Адриан. Золотой полдень - Михаил Ишков
Шрифт:
Интервал:
Закладка:
Услышав о приезде сенаторов, Адриан, до того момента прогуливавшийся с Эвтермом, Антиноем и Целлером, отправился лично встречать гостей. Секретарю приказал следовать за ним. Император поблагодарил патрициев за то, что друзья не забывают его в сельском уединении. Порадовался за свояка Анния Вера, догадавшегося захватить с собой внука Марка.
Марку, сыну претора Анния Вера Младшего — мальчику на редкость кудрявому и миловидному, — в ту пору было шесть лет. Возраст вполне сознательный, чтобы познакомиться с царствующим родственником (он приходился Адриану внучатым племянником) и его знаменитой виллой.
Император предложил мальчику, «пока они здесь побеседуют», осмотреть Тибур и то, «что он здесь отгрохал», после чего приказал Целлеру приставить к ребенку раба посмышленее, который мог бы ответить на вопросы гостя.
Отослав ребенка, Адриан в упор глянул на сенаторов.
— Явились отговаривать меня от постыдного сумасбродства?
— Нет, государь, никто, кроме тебя самого не в силах отговорить цезаря от безумного поступка, — ответил консул Анний Вер Старший.
— Неужели? — вскинул брови Адриан.
Анний Вер задиристо заявил.
— Рим никогда не признает цезарем безродного бродягу и сына блудницы!
— Это решать мне и никому другому! — отрезал Адриан.
— Это право никто не собирается оспаривать, однако… — начал Анний.
— Однако? — неприятно усмехнувшись, переспросил Адриан и, несколько раз сжав пальцы в кулаки, переспросил. — Что значит «однако»?..
Антонин поднял руку и попытался предотвратить назревавшую ссору.

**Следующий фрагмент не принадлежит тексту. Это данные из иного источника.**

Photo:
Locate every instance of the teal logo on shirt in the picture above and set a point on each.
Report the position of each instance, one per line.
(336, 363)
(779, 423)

— Не надо поддаваться гнусным слухам, Анний, ведь у цезаря никогда не было подобного намерения, не правда ли, государь? — обратился он к императору.
— Отчего же, — с едва скрываемым раздражением ответил Адриан. — Если вы жаждете услышать честный ответ, признаюсь, что подумывал о такой возможности. Но это была не более чем фантазия, а я никогда не имел склонности, занимаясь политикой, увлекаться мечтой. Удивительно другое — никому и никогда я не открывал свой замысел, ни с кем не делился, не советовался. Каким же образом родилась эта злобная сплетня?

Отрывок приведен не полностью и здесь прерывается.